I’ve got a folder action script for automating Acrobat OCR put together from a variety of sources including:
Applescript code posted by Joe Kissell in MacWorld (http://www.macworld.com/article/60229/2007/10/nov07geekfactor.html)
Document Snap (http://www.documentsnap.com/acrobat-applescript-for-scansnap-ocr/)
and other places (can’t find the references right at the moment).
The problem I’m having is that if I add a PDF that has “renderable” text in it, Acrobat displays a dialog to indicate that OCR couldn’t be done as the page (and document) contains renderable text.

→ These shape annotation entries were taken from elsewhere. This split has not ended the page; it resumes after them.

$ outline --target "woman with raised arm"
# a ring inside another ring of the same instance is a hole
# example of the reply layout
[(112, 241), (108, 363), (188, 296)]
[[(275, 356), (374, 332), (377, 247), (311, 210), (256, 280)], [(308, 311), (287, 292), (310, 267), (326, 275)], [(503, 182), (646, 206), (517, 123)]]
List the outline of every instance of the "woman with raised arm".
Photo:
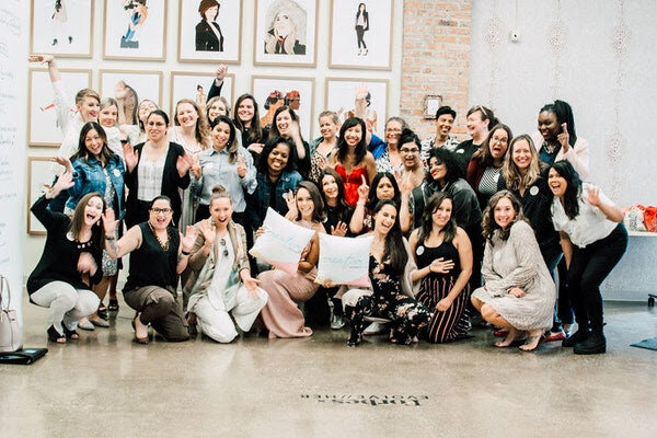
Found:
[(114, 211), (103, 217), (105, 249), (111, 257), (130, 254), (128, 279), (124, 287), (126, 303), (137, 311), (132, 320), (135, 342), (148, 344), (148, 325), (166, 341), (189, 338), (183, 308), (176, 301), (177, 276), (185, 270), (196, 241), (196, 228), (185, 235), (172, 226), (173, 208), (166, 196), (150, 204), (148, 219), (116, 237)]
[(91, 288), (103, 278), (103, 197), (93, 192), (83, 196), (72, 218), (48, 209), (49, 199), (72, 185), (73, 176), (67, 171), (31, 209), (47, 234), (26, 289), (31, 302), (49, 308), (48, 339), (58, 344), (79, 338), (78, 321), (97, 309), (100, 300)]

The problem is that this dialog (see http://gallery.me.com/jduke#100028/Picture%203&bgcolor=black ) has no title, so I’m not sure how I can setup some error trapping to intercept the dialog, log the issue, then continue to process the next file in queue. Can I “read” the text in the dialog? And I’d like to be able to check the checkbox to not display the error again in the document (that way I need to check for the error only once). Then, I can just close the file (without saving), log the error, and move on.

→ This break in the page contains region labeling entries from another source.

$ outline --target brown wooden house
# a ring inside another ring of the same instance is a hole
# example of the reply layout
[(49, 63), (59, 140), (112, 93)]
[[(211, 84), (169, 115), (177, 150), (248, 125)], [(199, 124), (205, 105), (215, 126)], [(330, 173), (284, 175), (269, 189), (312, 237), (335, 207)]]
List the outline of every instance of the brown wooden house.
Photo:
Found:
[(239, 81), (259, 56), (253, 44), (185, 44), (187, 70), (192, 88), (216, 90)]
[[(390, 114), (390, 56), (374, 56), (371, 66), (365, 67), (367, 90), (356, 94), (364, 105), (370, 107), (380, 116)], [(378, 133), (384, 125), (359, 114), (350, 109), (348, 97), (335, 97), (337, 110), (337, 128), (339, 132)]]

Any help from those assembled here would be greatly appreciated.
Thanks.
Cheers,
Jon
Here’s my current code:
on adding folder items to this_folder after receiving these_items
--delay 240
(* Finder Label Colors No color = 0 Orange = 1 Red = 2 Yellow = 3 Blue = 4 Purple = 5 Green = 6 Gray = 7 *)
repeat with i from 1 to number of items in these_items
set this_item to item i of these_items
set the item_info to info for this_item
set the item_size to size of (info for this_item)

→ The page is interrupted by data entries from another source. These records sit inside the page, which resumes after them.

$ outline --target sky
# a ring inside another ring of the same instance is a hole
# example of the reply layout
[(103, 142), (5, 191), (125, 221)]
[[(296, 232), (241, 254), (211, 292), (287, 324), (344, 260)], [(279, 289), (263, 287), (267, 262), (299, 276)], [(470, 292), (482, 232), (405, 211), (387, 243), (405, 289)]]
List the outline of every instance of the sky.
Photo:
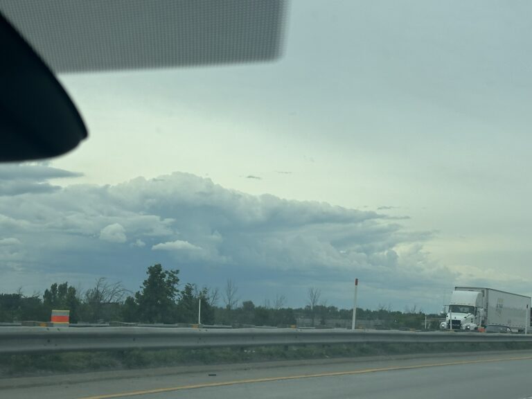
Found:
[(60, 75), (89, 138), (0, 166), (0, 292), (161, 263), (258, 304), (532, 295), (531, 8), (292, 1), (274, 62)]

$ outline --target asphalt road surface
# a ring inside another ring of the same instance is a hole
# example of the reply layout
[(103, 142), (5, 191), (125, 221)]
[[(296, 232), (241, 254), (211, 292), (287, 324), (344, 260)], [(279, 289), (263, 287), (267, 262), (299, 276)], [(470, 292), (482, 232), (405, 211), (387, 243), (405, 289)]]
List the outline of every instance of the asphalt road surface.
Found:
[(0, 397), (522, 399), (532, 397), (532, 352), (202, 366), (10, 379), (0, 380)]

-- set delay_time to ((item_size / 1024 / 30) as integer)
set file_type to name extension of (info for this_item)
if file_type is equal to "pdf" then
tell application "Finder"
activate
set label index of this_item to 2
end tell
try
tell application "Adobe Acrobat Pro"
activate
open this_item
end tell
tell application "System Events"
tell application process "AdobeAcrobat"
click the menu item "Recognize Text Using OCR..." of menu 1 of menu item "OCR Text Recognition" of the menu "Document" of menu bar 1
try
click radio button "All pages" of group 1 of group 2 of group 1 of window "Recognize Text"
end try
click button "OK" of window "Recognize Text"
end tell
--Need to insert renderable text error handler here(?)
end tell
with timeout of 600 seconds
tell application "Adobe Acrobat Pro"
save the front document with linearize
close the front document
end tell
end timeout
tell application "Finder"
activate
set label index of this_item to 6
end tell
end try
end if
end repeat
end adding folder items to